O problema começa pela plataforma subjacente. Há centenas de combinações de fatores como dispositivos de entrada, resolução de tela, capacidade física (como tamanho máximo do heap), e capacidades específicas (como protocolos de comunicação suportados). Quem quiser tirar proveito de recursos de ponta enfrentará ainda mais dificuldade, pois poucos aparelhos serão capazes de executar o programa, e ao contrário da Java SE, não dá para embutir na sua aplicação os JARs contendo APIs recentes que não façam parte da maioria dos runtimes. E depois ainda existem problemas específicos às implementações, por exemplo, muitos celulares não permitem instalar aplicações acima de 300 Kb, mesmo que exista muito mais RAM disponível que isso.

Mesmo com tudo isso, não é tão difícil criar aplicações Java ME que executem bem em muitos aparelhos diferentes, desde que estes programas não sejam muito ambiciosos. Se você se limitar aos recursos cobertos por APIs oficiais e não demasiado recentes, poderá contar com sucesso em executar o programa numa grande variedade de aparelhos. Há o risco de esbarrar em bugs específicos de determinado fornecedor, e infelizmente a única forma ideal de prevenir tais bugs é testar o programa em vários aparelhos. Os emuladores genéricos do Wireless Toolkit da Sun (e melhor ainda, os emuladores dos SDKs específicos de fornecedores de celulares) permitirão reproduzir os dispositivos com fidelidade suficiente para pegar alguns bugs de portabilidade, mas não todos.

Outro obstáculo para a portabilidade é a limitação de desempenho do hardware, que inviabiliza muitas técnicas de programação de alto nível que seriam úteis justamente para tornar a aplicação mais flexível e adaptável.

Exemplo - Gráficos Animados

Não há melhor exemplo de tudo o que discutimos aqui que o problema da resolução gráfica, que afeta principalmente os jogos e outras aplicações com gráficos sofisticados ou animados.
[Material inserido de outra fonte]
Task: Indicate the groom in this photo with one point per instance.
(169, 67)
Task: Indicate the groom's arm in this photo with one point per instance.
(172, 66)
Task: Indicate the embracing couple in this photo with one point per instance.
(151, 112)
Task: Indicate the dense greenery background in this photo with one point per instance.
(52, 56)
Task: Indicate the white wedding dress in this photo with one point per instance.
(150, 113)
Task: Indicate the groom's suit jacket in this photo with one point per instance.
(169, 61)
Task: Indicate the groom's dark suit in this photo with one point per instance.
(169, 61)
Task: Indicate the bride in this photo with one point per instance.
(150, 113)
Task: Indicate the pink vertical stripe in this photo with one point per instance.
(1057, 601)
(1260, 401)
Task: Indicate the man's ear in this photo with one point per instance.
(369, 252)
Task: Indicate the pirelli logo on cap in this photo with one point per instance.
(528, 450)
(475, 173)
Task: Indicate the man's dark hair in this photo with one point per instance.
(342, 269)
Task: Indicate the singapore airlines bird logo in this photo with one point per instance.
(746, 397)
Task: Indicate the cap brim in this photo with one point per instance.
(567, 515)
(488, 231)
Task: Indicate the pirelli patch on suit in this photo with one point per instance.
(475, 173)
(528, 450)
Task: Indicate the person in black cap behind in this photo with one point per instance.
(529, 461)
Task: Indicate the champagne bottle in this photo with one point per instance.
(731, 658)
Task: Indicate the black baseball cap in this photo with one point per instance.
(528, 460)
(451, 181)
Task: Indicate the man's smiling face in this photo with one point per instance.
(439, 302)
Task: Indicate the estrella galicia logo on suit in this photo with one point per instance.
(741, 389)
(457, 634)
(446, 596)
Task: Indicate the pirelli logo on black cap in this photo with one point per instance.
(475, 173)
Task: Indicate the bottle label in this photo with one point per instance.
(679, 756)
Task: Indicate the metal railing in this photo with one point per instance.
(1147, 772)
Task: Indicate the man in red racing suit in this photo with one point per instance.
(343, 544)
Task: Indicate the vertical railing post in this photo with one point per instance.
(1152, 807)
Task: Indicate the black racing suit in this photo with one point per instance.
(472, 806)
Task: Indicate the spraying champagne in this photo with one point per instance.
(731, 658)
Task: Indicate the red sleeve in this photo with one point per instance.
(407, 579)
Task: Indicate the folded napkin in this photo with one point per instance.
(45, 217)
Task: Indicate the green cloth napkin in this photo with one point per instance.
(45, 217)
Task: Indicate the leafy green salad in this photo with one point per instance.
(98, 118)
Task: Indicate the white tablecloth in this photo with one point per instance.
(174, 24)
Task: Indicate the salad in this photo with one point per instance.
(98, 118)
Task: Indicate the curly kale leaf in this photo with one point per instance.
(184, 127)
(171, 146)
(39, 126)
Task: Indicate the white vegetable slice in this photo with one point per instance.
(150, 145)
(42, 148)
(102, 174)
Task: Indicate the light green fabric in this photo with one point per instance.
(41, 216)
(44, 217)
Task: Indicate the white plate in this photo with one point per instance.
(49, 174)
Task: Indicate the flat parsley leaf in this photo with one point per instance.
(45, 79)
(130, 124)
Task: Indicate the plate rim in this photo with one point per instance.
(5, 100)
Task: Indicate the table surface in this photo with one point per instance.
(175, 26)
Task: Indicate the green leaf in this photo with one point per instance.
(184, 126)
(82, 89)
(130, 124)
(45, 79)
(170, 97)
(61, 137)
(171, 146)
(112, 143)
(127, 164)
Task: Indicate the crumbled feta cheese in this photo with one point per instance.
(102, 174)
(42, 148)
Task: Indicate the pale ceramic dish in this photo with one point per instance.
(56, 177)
No meu aparelho, por exemplo, a resolução é de 176x220 com 262.144 cores, sempre. Um programa feito especificamente para funcionar em 128x128 (ex.: um jogo) irá funcionar, mas não muito bem: em geral ficará centralizado com bordas vazias, e a parte utilizada da tela poderá ser pouco legível, por conter gráficos elaborados para aparelhos com pixels maiores. Na plataforma Java SE isso seria fácil de resolver, seja com gráficos desenhados pela Java2D, seja redimensionando bitmaps. Já na CLDC não existem APIs para redimensionar imagens, e embora existam APIs para gráficos vetoriais, o desempenho poderá não ser satisfatório para gráficos animados.

Em alguns casos é possível programar a aplicação de forma a usar qualquer resolução de forma inteligente. Mas é preciso cuidar se o espaço a mais (ou a menos) não terá impactos sutis, mas importantes. Por exemplo, num jogo de labirinto, uma forma de adaptar-se a uma resolução maior seria simplesmente exibindo uma porção maior do labirinto na tela, exigindo menos scroll. Isso funciona, só que deixa o jogo mais fácil, pois o usuário consegue ver uma porção maior do caminho, e terá que usar menos a memória.

A única solução perfeita para o problema (pelo menos do ponto de vista do usuário, não do desenvolvedor!) é oferecer diferentes versões do programa para cada resolução de pixels e cores importante. Isso proporciona a melhor experiência para o usuário e o melhor desempenho. Mas se você quiser suportar muitos aparelhos, deve adaptar os gráficos para uma variedade de resoluções populares.

Assim como a resolução gráfica, outras variações nos dispositivos, como a presença ou não de APIs de extensão úteis ao seu programa, podem forçá-lo à escolha entre fazer várias versões da aplicação (mais trabalhoso), ou dotar seu código de inteligência e flexibilidade para adaptar-se a cada dispositivo. Uma excelente solução para muitas aplicações é a ferramenta open source J2ME Polish (j2mepolish.org), que contorna muitas limitações e problemas de compatibilidade – existe até suporte a cálculos em ponto flutuante para dispositivos CLDC 1.0.